It’s an awfully twisted path of mental gymnastics to get from
“libel and slander are both speech” to
Applications are speech
to
“shielding minors from legally dubious content” being a “violation of free speech”.
No, it’s not. It’s been adjudicated repeatedly over decades. And it’s a good thing! The high bar for the government restricting speech isn’t accidental. “Protecting children” has always been the easiest justification for censorship, and courts are rightly skeptical of laws that give the state broad power to decide which ideas are acceptable, because history shows that once the government is allowed to restrict access to lawful expression by labeling it “harmful to minors,” that power is quickly used to suppress unpopular, controversial, or dissenting viewpoints.
What next?
If i want to put up a banner (or, to avoid trespass, project it from outside using a projector) with something you disagree with inside your home, you’re legally compelled to let me do it, otherwise you’re violating my right to free speech?
No, courts have been clear that the right to speak does not include the right to use someone else’s property as your forum to speak. And I’m a private citizen, not the government, so the first amendment prohibitions on the
government restricting speech don’t apply to me.
Do you use an ad-blocker? Isn’t that restricting the “free speech” of the application (which according to you is absolutely speech) or site you’re using?
I’m not the government. If the government passed a law mandating ad blocker use that would certainly be an unconstitutional restriction on speech.
How about your firewall being a restriction of the “free speech” that some botnet (which, like it or not, is just another application) on the internet is using to attempt to compromise your router/internal host? please…. you run an unfiltered connection to the internet, i presume?

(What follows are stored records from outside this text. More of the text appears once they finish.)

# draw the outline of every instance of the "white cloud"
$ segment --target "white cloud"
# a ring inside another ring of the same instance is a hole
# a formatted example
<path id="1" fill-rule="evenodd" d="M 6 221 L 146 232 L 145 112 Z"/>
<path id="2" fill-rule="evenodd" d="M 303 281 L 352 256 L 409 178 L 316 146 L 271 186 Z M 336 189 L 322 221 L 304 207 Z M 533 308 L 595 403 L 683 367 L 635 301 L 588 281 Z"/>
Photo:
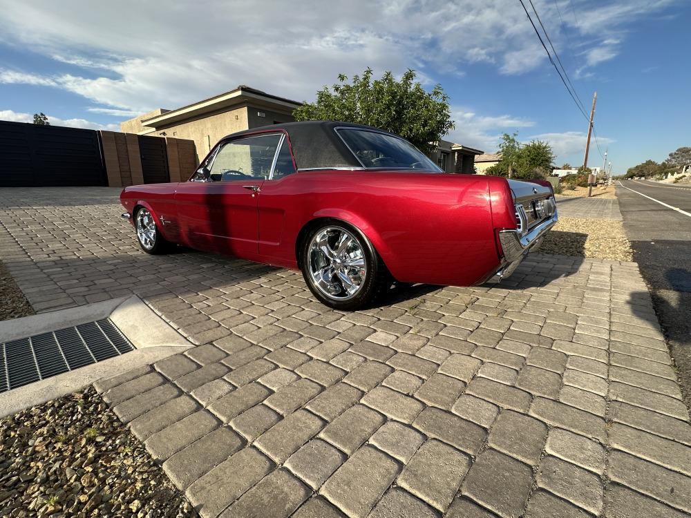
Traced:
<path id="1" fill-rule="evenodd" d="M 50 77 L 44 77 L 37 74 L 29 74 L 17 70 L 0 69 L 0 84 L 30 84 L 40 86 L 58 86 L 57 81 Z"/>
<path id="2" fill-rule="evenodd" d="M 447 140 L 493 153 L 504 133 L 519 128 L 530 128 L 535 122 L 511 115 L 480 115 L 465 108 L 452 109 L 455 128 L 445 137 Z"/>
<path id="3" fill-rule="evenodd" d="M 84 119 L 60 119 L 57 117 L 47 115 L 48 122 L 52 126 L 66 126 L 68 128 L 84 128 L 86 129 L 108 130 L 120 131 L 120 124 L 101 124 L 91 122 Z M 31 113 L 22 113 L 12 110 L 0 110 L 0 120 L 7 120 L 12 122 L 33 122 L 34 116 Z"/>
<path id="4" fill-rule="evenodd" d="M 133 111 L 131 110 L 118 110 L 116 108 L 87 108 L 86 111 L 92 113 L 104 113 L 106 115 L 113 117 L 136 117 L 141 115 L 141 112 Z"/>
<path id="5" fill-rule="evenodd" d="M 578 18 L 567 16 L 571 1 Z M 567 45 L 562 30 L 580 42 L 574 49 L 581 60 L 580 77 L 617 55 L 627 24 L 672 1 L 534 0 L 560 53 Z M 54 86 L 128 113 L 176 108 L 240 84 L 311 99 L 338 73 L 368 66 L 377 74 L 397 75 L 413 67 L 433 84 L 435 75 L 462 75 L 470 63 L 486 63 L 506 75 L 547 63 L 520 4 L 507 0 L 430 0 L 423 6 L 352 0 L 328 6 L 319 0 L 265 0 L 261 8 L 236 0 L 173 3 L 165 9 L 138 0 L 97 8 L 78 0 L 12 2 L 0 10 L 0 42 L 84 70 L 44 77 L 4 69 L 0 83 Z"/>

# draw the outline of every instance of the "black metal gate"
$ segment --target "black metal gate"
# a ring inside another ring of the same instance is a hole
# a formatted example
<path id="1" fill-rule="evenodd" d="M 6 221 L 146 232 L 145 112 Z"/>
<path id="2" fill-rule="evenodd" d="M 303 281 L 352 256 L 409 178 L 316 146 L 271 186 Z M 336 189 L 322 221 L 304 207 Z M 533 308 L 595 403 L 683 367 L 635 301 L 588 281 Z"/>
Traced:
<path id="1" fill-rule="evenodd" d="M 106 185 L 97 131 L 0 121 L 0 187 Z"/>
<path id="2" fill-rule="evenodd" d="M 144 183 L 162 184 L 171 181 L 165 139 L 140 135 L 139 151 L 142 156 Z"/>

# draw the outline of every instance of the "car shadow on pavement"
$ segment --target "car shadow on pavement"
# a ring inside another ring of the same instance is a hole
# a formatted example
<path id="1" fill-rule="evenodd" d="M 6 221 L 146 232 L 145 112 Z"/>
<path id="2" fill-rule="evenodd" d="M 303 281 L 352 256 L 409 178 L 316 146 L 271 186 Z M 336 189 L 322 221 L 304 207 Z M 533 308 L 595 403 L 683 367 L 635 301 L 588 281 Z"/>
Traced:
<path id="1" fill-rule="evenodd" d="M 659 265 L 659 267 L 663 267 Z M 651 287 L 650 291 L 636 291 L 630 296 L 634 315 L 659 325 L 673 358 L 674 367 L 686 407 L 691 413 L 691 271 L 666 267 L 664 282 Z M 650 300 L 654 311 L 650 309 Z"/>

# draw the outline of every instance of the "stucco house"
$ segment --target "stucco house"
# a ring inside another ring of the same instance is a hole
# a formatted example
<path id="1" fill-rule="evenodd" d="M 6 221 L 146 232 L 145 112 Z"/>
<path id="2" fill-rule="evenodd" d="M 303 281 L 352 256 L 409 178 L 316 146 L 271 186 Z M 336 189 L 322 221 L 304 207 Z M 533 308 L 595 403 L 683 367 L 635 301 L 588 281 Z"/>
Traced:
<path id="1" fill-rule="evenodd" d="M 218 140 L 236 131 L 294 120 L 301 102 L 240 85 L 234 90 L 175 110 L 160 108 L 120 123 L 126 133 L 194 142 L 197 162 Z M 439 140 L 430 157 L 447 173 L 473 174 L 482 151 Z"/>
<path id="2" fill-rule="evenodd" d="M 501 157 L 491 153 L 478 155 L 475 157 L 475 167 L 478 175 L 484 175 L 484 172 L 493 165 L 499 163 Z"/>
<path id="3" fill-rule="evenodd" d="M 472 175 L 475 172 L 474 159 L 482 154 L 482 151 L 479 149 L 439 140 L 437 142 L 437 148 L 430 154 L 430 158 L 447 173 Z"/>
<path id="4" fill-rule="evenodd" d="M 295 120 L 301 102 L 240 85 L 234 90 L 175 110 L 159 108 L 124 121 L 128 133 L 194 141 L 198 163 L 218 140 L 236 131 Z"/>

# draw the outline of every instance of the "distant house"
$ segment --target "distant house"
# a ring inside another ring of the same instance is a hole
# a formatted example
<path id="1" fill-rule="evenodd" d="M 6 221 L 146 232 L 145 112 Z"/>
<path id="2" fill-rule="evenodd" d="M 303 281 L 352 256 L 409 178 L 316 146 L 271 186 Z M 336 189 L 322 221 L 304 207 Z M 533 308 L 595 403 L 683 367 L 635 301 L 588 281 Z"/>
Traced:
<path id="1" fill-rule="evenodd" d="M 447 173 L 471 175 L 475 172 L 475 157 L 482 154 L 479 149 L 439 140 L 437 148 L 430 153 L 430 158 Z"/>
<path id="2" fill-rule="evenodd" d="M 590 169 L 593 171 L 593 174 L 596 176 L 600 174 L 600 171 L 602 169 L 601 167 L 591 167 Z M 578 173 L 578 169 L 552 169 L 552 176 L 558 176 L 560 178 L 562 176 L 566 176 L 567 175 L 575 175 Z"/>
<path id="3" fill-rule="evenodd" d="M 491 153 L 483 153 L 475 157 L 475 166 L 478 175 L 484 175 L 484 172 L 493 165 L 499 163 L 501 157 Z"/>
<path id="4" fill-rule="evenodd" d="M 230 133 L 295 120 L 301 102 L 240 85 L 235 90 L 176 110 L 159 108 L 120 124 L 128 133 L 175 137 L 194 141 L 200 161 Z"/>
<path id="5" fill-rule="evenodd" d="M 120 123 L 126 133 L 194 141 L 198 163 L 227 135 L 269 124 L 291 122 L 302 103 L 240 85 L 235 90 L 175 110 L 162 108 Z M 448 173 L 474 172 L 482 151 L 440 140 L 430 157 Z"/>

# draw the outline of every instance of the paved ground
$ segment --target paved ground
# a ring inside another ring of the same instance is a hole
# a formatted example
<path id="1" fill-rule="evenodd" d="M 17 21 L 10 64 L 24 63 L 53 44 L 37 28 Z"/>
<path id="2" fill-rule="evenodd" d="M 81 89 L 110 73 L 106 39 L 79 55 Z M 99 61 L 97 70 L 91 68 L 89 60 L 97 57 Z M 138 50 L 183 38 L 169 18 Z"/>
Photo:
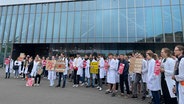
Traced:
<path id="1" fill-rule="evenodd" d="M 149 100 L 111 97 L 95 88 L 49 87 L 49 81 L 42 80 L 40 87 L 26 87 L 21 79 L 4 79 L 0 69 L 0 104 L 147 104 Z"/>

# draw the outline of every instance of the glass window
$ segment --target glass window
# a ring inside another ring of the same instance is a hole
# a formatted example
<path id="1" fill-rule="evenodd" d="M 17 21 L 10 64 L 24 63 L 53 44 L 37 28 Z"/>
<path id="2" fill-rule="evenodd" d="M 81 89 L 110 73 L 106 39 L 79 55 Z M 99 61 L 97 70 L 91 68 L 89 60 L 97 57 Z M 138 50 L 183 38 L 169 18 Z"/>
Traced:
<path id="1" fill-rule="evenodd" d="M 55 12 L 60 12 L 61 11 L 61 3 L 56 3 L 55 6 L 56 6 Z"/>
<path id="2" fill-rule="evenodd" d="M 128 42 L 136 40 L 135 19 L 135 9 L 128 9 Z"/>
<path id="3" fill-rule="evenodd" d="M 96 1 L 88 1 L 89 10 L 96 10 Z"/>
<path id="4" fill-rule="evenodd" d="M 6 15 L 6 13 L 7 13 L 7 6 L 3 7 L 2 15 Z"/>
<path id="5" fill-rule="evenodd" d="M 97 9 L 102 9 L 102 5 L 103 5 L 103 0 L 96 0 Z"/>
<path id="6" fill-rule="evenodd" d="M 98 24 L 97 24 L 98 25 Z M 103 11 L 103 41 L 110 42 L 111 37 L 110 10 Z"/>
<path id="7" fill-rule="evenodd" d="M 69 2 L 68 3 L 69 7 L 68 7 L 68 11 L 74 11 L 74 2 Z"/>
<path id="8" fill-rule="evenodd" d="M 13 38 L 14 38 L 14 35 L 15 35 L 16 22 L 17 22 L 17 15 L 13 15 L 12 16 L 12 22 L 11 22 L 11 29 L 10 29 L 10 38 L 9 38 L 10 42 L 13 41 Z"/>
<path id="9" fill-rule="evenodd" d="M 170 6 L 163 7 L 164 33 L 166 42 L 173 42 L 172 21 Z"/>
<path id="10" fill-rule="evenodd" d="M 119 0 L 119 7 L 126 8 L 126 0 Z"/>
<path id="11" fill-rule="evenodd" d="M 111 10 L 111 41 L 119 42 L 118 38 L 118 9 Z"/>
<path id="12" fill-rule="evenodd" d="M 41 13 L 42 12 L 42 4 L 37 4 L 36 5 L 36 13 Z"/>
<path id="13" fill-rule="evenodd" d="M 162 0 L 162 5 L 170 5 L 170 0 Z"/>
<path id="14" fill-rule="evenodd" d="M 40 35 L 41 14 L 36 14 L 33 43 L 38 43 Z"/>
<path id="15" fill-rule="evenodd" d="M 55 13 L 55 19 L 54 19 L 54 34 L 53 34 L 53 42 L 58 43 L 59 40 L 59 25 L 61 23 L 60 21 L 61 13 Z"/>
<path id="16" fill-rule="evenodd" d="M 61 29 L 60 29 L 60 43 L 65 43 L 67 26 L 67 12 L 62 12 Z"/>
<path id="17" fill-rule="evenodd" d="M 29 14 L 24 14 L 21 43 L 26 42 L 27 29 L 28 29 L 28 23 L 29 23 L 28 19 L 29 19 Z"/>
<path id="18" fill-rule="evenodd" d="M 145 42 L 144 34 L 144 13 L 143 8 L 136 9 L 136 31 L 137 31 L 137 42 Z"/>
<path id="19" fill-rule="evenodd" d="M 126 9 L 120 9 L 120 41 L 127 42 L 127 21 Z"/>
<path id="20" fill-rule="evenodd" d="M 75 11 L 81 10 L 81 2 L 75 2 Z"/>
<path id="21" fill-rule="evenodd" d="M 110 1 L 111 0 L 101 0 L 103 1 L 103 9 L 110 9 L 111 5 L 110 5 Z"/>
<path id="22" fill-rule="evenodd" d="M 74 22 L 74 43 L 79 43 L 81 30 L 81 12 L 75 12 Z"/>
<path id="23" fill-rule="evenodd" d="M 8 14 L 12 14 L 13 6 L 8 6 Z"/>
<path id="24" fill-rule="evenodd" d="M 99 16 L 102 19 L 102 15 Z M 96 11 L 89 11 L 89 36 L 88 36 L 88 42 L 95 42 L 95 18 L 96 18 Z M 102 26 L 102 24 L 101 24 Z M 102 29 L 102 27 L 100 28 Z M 102 31 L 102 30 L 101 30 Z M 101 38 L 102 39 L 102 38 Z"/>
<path id="25" fill-rule="evenodd" d="M 54 12 L 55 5 L 54 3 L 49 3 L 49 12 Z"/>
<path id="26" fill-rule="evenodd" d="M 35 21 L 35 14 L 30 14 L 29 18 L 29 27 L 28 27 L 28 38 L 27 43 L 32 43 L 33 32 L 34 32 L 34 21 Z"/>
<path id="27" fill-rule="evenodd" d="M 30 11 L 30 5 L 25 5 L 24 13 L 29 13 Z"/>
<path id="28" fill-rule="evenodd" d="M 46 42 L 51 43 L 52 42 L 52 32 L 53 32 L 53 19 L 54 19 L 54 13 L 49 13 L 48 16 L 48 23 L 47 23 L 47 37 Z"/>
<path id="29" fill-rule="evenodd" d="M 44 13 L 42 14 L 41 19 L 41 29 L 40 29 L 40 43 L 44 43 L 45 41 L 45 34 L 46 34 L 46 28 L 47 28 L 47 18 L 48 14 Z"/>
<path id="30" fill-rule="evenodd" d="M 161 7 L 154 7 L 154 34 L 155 42 L 163 42 L 163 29 L 162 29 L 162 12 Z"/>
<path id="31" fill-rule="evenodd" d="M 74 12 L 68 12 L 67 42 L 73 42 Z"/>
<path id="32" fill-rule="evenodd" d="M 151 7 L 147 7 L 145 10 L 145 32 L 146 32 L 146 42 L 154 42 L 153 34 L 153 11 Z"/>
<path id="33" fill-rule="evenodd" d="M 48 7 L 49 7 L 49 4 L 43 4 L 42 5 L 42 8 L 43 8 L 43 13 L 46 13 L 48 11 Z"/>
<path id="34" fill-rule="evenodd" d="M 67 2 L 62 3 L 62 11 L 67 11 L 67 8 L 68 8 L 68 3 Z"/>
<path id="35" fill-rule="evenodd" d="M 19 42 L 20 40 L 21 28 L 22 28 L 22 22 L 23 22 L 22 20 L 23 20 L 23 15 L 19 14 L 18 21 L 17 21 L 16 35 L 15 35 L 16 43 Z"/>
<path id="36" fill-rule="evenodd" d="M 183 36 L 181 35 L 182 31 L 182 22 L 179 6 L 172 6 L 173 13 L 173 32 L 175 33 L 176 42 L 183 42 Z"/>
<path id="37" fill-rule="evenodd" d="M 81 42 L 87 42 L 88 32 L 88 12 L 83 11 L 81 24 Z"/>
<path id="38" fill-rule="evenodd" d="M 35 13 L 35 11 L 36 11 L 36 5 L 31 5 L 30 13 Z"/>

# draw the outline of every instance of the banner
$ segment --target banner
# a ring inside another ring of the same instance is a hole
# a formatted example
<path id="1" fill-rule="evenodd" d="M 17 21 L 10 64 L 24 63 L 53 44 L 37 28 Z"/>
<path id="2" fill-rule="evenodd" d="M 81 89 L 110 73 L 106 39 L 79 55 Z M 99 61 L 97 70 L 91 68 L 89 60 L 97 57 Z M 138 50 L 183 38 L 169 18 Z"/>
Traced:
<path id="1" fill-rule="evenodd" d="M 98 74 L 98 62 L 91 62 L 91 64 L 90 64 L 90 73 Z"/>
<path id="2" fill-rule="evenodd" d="M 57 61 L 55 70 L 56 72 L 64 72 L 66 69 L 65 62 L 64 61 Z"/>
<path id="3" fill-rule="evenodd" d="M 54 70 L 56 60 L 47 60 L 46 70 Z"/>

See above, I’m not the government, and I personally can prohibit whatever speech I want. In addition, a botnet is absolutely not protected speech. It’s malware/criminal conduct, which is a covered exception. The same way fraud and false advertising aren’t legal. It’s a narrow restriction on specific speech.
It’s a massive leap to consider that requiring safety controls is a violation of some application/website’s “free speech”.
Courts don’t say “safety controls are unconstitutional”; they say the government can’t impose broad, prior restraints that burden adult access to protected speech in order to protect minors. And they consistently have for decades:
- Butler v. Michigan (1957) - Supreme Court ruled unanimously that a Michigan law that made it illegal to sell or distribute material that might be “harmful to minors,” even if it was lawful for adults was an unconstitutional burden on speech.
- Erznoznik v. City of Jacksonville (1975) - Supreme Court struck down a law that banned drive-in theaters from showing films containing nudity if visible from public streets, supposedly to protect children. The court ruled the government can’t suppress protected expression simply because minors might see it, and that parents, not the state, are primarily responsible for shielding children from objectionable content.
- Reno v. ACLU (1997) - Supreme Court struck down a law requiring age verification for “indecent” online content, because age verification chills adult speech and the law wasn’t narrowly tailored.
- Brown v. Entertainment Merchants Association (2011) - Supreme Court struck down California law banning the sale of violent video games to minors, because video games are protected speech and free speech protections don’t change just because technology has.
I could go on. The courts have been remarkably consistent on this. The Supreme Court can of course change their mind, but until that happens, lower courts are obligated to use the current precedent. Which is why the law we are discussing was struck down.